Figure 3: Pull tongue out of mouth with forceps and transfer grip to gloved fingers. After hanging the mouse by its top incisors, (A) use forceps to gently grasp the mouse's tongue, (B) gently pull out the tongue, (C) carefully transfer the tongue from forceps to gloved fingers to prevent trauma to the mouse's tongue, and (D) hold the tongue in place with gloved fingers. Be sure to apply enough pressure to prevent the tongue from slipping back into the mouth but not so much pressure that trauma ensues. The tongue should be held outside of the moth and to the side to allow for micropipette access in the next step. At this point, the mouse is ready for infection.
Figure 4: Infect the mouse. Maintaining the tongue outside the mouth, use a micropipette to transfer the 50-µL inoculum to the oropharynx. Place the pipet tip inside the mouth at the back of the tongue and dispense the bacterial suspension, only going to the first top on the micropipette; do not go to the second stop as this can introduce a large bubble into the inoculum that can interfere with complete aspiration.

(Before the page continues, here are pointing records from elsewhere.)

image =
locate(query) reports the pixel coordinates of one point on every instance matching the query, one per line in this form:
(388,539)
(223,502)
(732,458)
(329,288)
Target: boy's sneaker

Figure 5: Micrograph of healthy (uninfected) vs infected lung tissue. Hematoxylin and eosin (H&E) staining of lung sections before and after oropharyngeal aspiration of A. baumannii, which recapitulates the route of ventilator-associated pneumonia (VAP), resulting in death typically within 1 – 3 days and substantial alveolar inflammation as seen here.

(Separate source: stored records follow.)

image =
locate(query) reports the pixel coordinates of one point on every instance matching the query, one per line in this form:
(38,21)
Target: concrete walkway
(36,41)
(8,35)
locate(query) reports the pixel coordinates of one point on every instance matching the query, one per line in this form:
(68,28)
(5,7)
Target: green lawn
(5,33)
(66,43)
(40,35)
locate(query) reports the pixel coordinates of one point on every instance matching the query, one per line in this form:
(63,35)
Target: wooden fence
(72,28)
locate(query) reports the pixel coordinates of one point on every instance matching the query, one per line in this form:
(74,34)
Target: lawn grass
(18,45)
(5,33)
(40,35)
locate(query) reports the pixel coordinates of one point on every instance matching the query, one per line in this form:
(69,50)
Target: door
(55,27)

Figure 6: Assess bacterial burden; reprinted and modified with permission14. After infecting mice, remove lungs by dissection following successful euthanasia in compliance with the applicable IACUC protocol. Collect the mass of the lung tissue, transfer to a vial containing a known volume (2 – 5 mL) of sterile PBS, then homogenize with a tissue homogenizer. Be sure to rinse the homogenizer with ethanol and sterile PBS in between each sample to prevent cross contamination. Perform serial dilutions of the lung homogenate and plate various dilutions on nutrient-rich agar and incubate appropriately for the chosen pathogen. Calculate the CFUs/mL for each lung homogenate based on CFUs/plate × dilution, and then divide by the mg lung tissue/mL lung homogenate. This can be done at one time point or at multiple time points to show disease progression. Medians are displayed with error bars representing interquartile ranges. *p <0.05 Treated vs. Untreated group.

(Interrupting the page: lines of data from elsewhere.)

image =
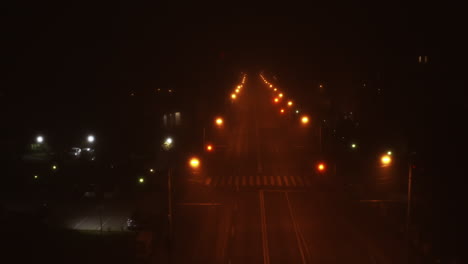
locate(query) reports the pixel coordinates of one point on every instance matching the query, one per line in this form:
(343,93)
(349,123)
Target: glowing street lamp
(386,160)
(39,139)
(219,121)
(209,148)
(90,139)
(321,167)
(168,143)
(194,163)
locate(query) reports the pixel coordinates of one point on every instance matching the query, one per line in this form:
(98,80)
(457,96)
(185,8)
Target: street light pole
(408,206)
(204,134)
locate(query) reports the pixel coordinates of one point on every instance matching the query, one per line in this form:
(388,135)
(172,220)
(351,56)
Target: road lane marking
(298,239)
(299,180)
(293,181)
(266,254)
(286,182)
(208,181)
(259,156)
(278,178)
(200,204)
(80,222)
(307,181)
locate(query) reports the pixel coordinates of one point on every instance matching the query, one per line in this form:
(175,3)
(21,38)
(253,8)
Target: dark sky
(63,54)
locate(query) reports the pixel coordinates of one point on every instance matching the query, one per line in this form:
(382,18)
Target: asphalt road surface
(256,198)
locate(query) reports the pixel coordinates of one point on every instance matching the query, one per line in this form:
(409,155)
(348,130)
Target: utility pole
(408,206)
(408,209)
(169,201)
(204,135)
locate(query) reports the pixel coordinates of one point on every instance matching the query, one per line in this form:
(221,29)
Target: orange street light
(219,121)
(194,163)
(209,147)
(385,160)
(321,167)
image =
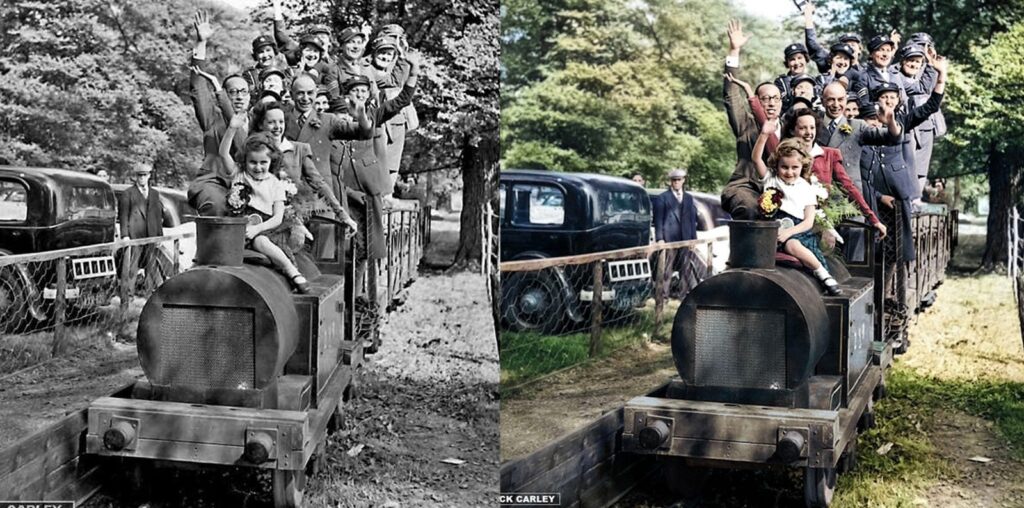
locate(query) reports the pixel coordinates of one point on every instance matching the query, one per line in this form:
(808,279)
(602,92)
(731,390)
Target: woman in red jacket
(827,163)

Figure 7: Micrograph of infected lung tissue, untreated vs treated; reprinted and modified with permission14. After infecting mice, remove lungs by dissection following successful euthanasia in compliance with the applicable IACUC protocol. Appropriately preserve the tissue (e.g., immersed in Optimal Cutting Temperature gel and frozen at -80 °C) then send to pathology lab or other proficient individual for sectioning and staining. This can be done at one time point or at multiple time points to show disease progression.
Figure 8: Cytokine analysis; reprinted and modified with permission14. To analyze circulating cytokines, procure sufficient blood (e.g., 50 µL via tail nicking), allow to coagulate for 30 min at room temperature, centrifuge at 1,000 × g for 10 min at 4 °C, and collect serum supernatant. The serum can then be analyzed by Luminex multiplex for cytokines. This can be done at one time point or at multiple time points to show disease progression. Medians are displayed with error bars representing interquartile ranges. *p <0.05 treated vs. untreated group at same time-point.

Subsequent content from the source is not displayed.